Typical usage of paginate():

<%
  posts = MDCONTENT.posts()
  chunks, page_urls = posts.paginate(5, context)
  curpage = context.get('_page', 1)
%>

% for post in chunks[curpage-1]:
  ${ show_post(post) }
% endfor

% if len(chunks) > 1:
  ${ prevnext(len(chunks), curpage, page_urls) }
% endif

Render to an arbitrary file

  • def write_to(self, dest, context, extra_kwargs=None, template=None): Calls a template with the MDContentList in self as the value of CHUNK and write the result to the file named in dest. The file is of course relative to the webroot. Any directories are created if necessary. The template is by default the calling template while extra_kwargs may be added if desired.
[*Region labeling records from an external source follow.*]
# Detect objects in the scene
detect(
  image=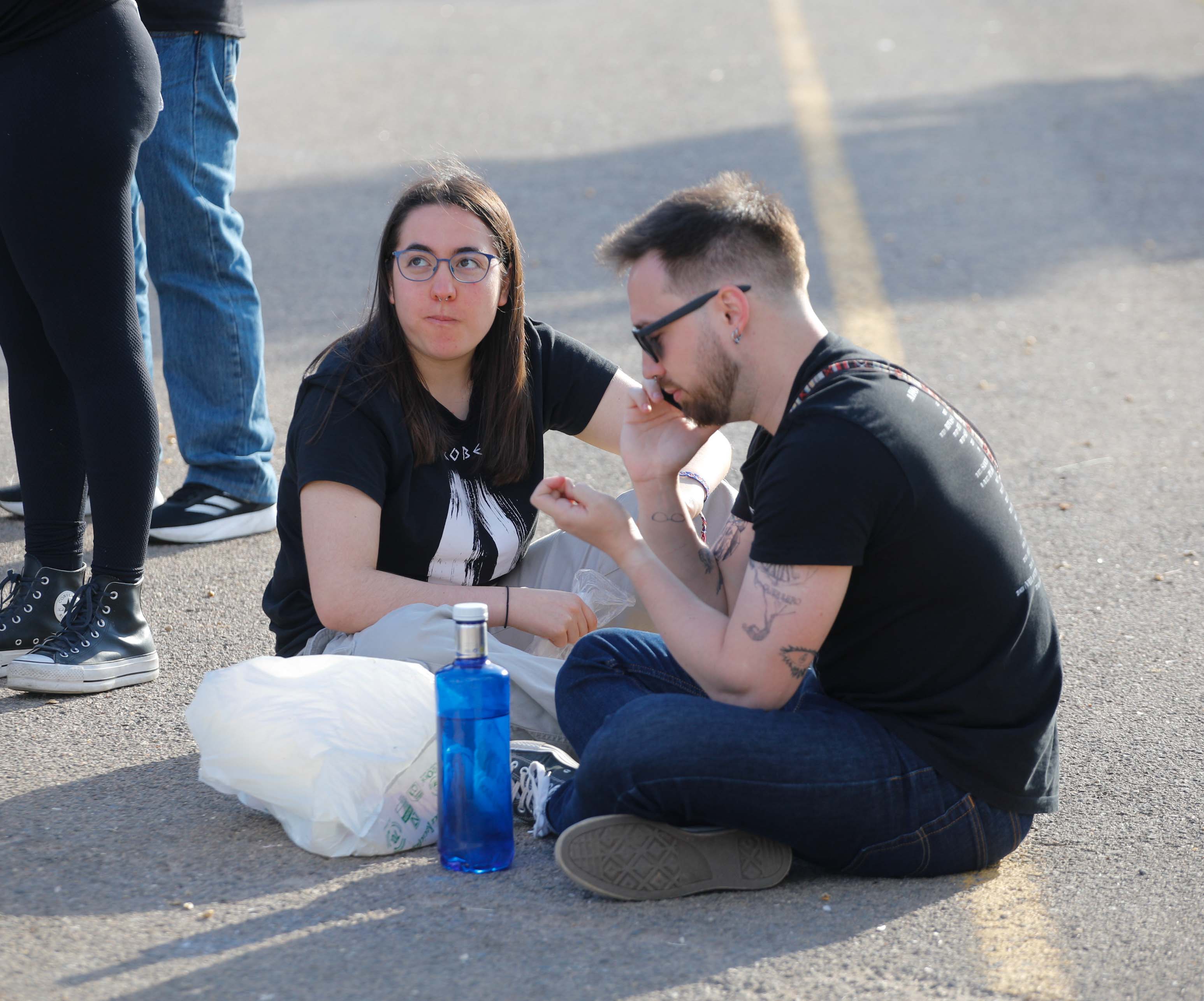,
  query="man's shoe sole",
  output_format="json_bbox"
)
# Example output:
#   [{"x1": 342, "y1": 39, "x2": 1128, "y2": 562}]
[
  {"x1": 556, "y1": 813, "x2": 792, "y2": 900},
  {"x1": 151, "y1": 503, "x2": 276, "y2": 542},
  {"x1": 6, "y1": 652, "x2": 159, "y2": 695},
  {"x1": 510, "y1": 741, "x2": 579, "y2": 769}
]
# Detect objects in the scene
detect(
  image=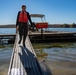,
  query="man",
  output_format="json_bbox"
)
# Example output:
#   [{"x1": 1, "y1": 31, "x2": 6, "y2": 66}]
[{"x1": 16, "y1": 5, "x2": 32, "y2": 47}]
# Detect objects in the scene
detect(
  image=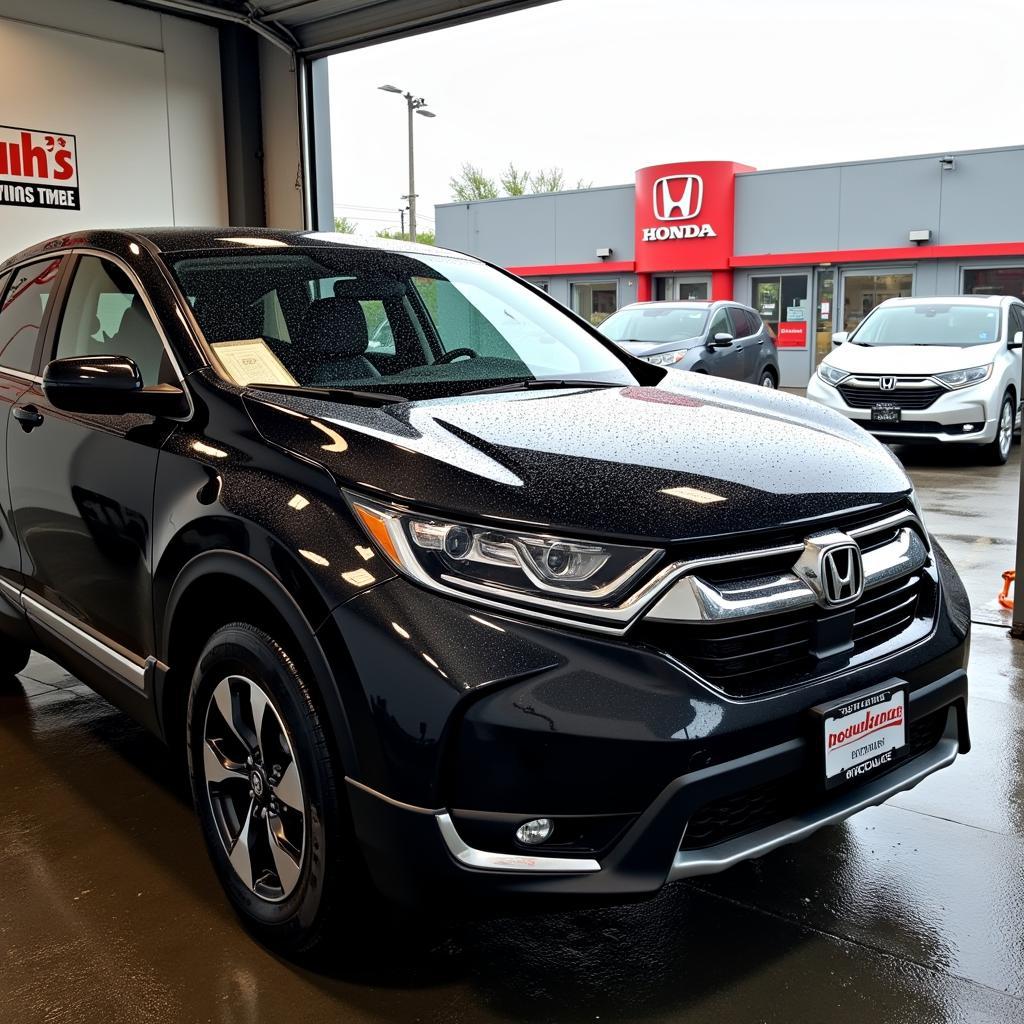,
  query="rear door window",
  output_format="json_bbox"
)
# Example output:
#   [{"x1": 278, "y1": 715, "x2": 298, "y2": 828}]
[{"x1": 0, "y1": 257, "x2": 62, "y2": 374}]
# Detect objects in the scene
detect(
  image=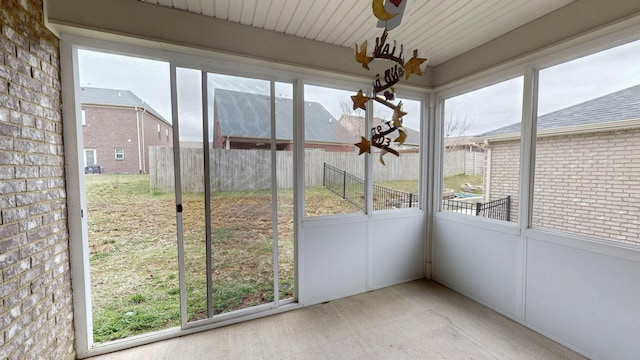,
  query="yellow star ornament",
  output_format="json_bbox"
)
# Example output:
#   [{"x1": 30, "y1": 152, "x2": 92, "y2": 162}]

Typical usage of write_to():

<%
  if not CHUNK:
     for tag in tags:
         tagged = MDCONTENT.has_tag([tag])
         if not tagged:
             continue  # avoid potential infinite loop!
         outpath = '/tags/' + slugify(tag) + '/index.html'
         tagged.write_to(outpath, context, {'TAG': tag})
%>

% if CHUNK:
  ${ list_tagged_pages(TAG, CHUNK) }
% else:
  ${ list_tags() }
% endif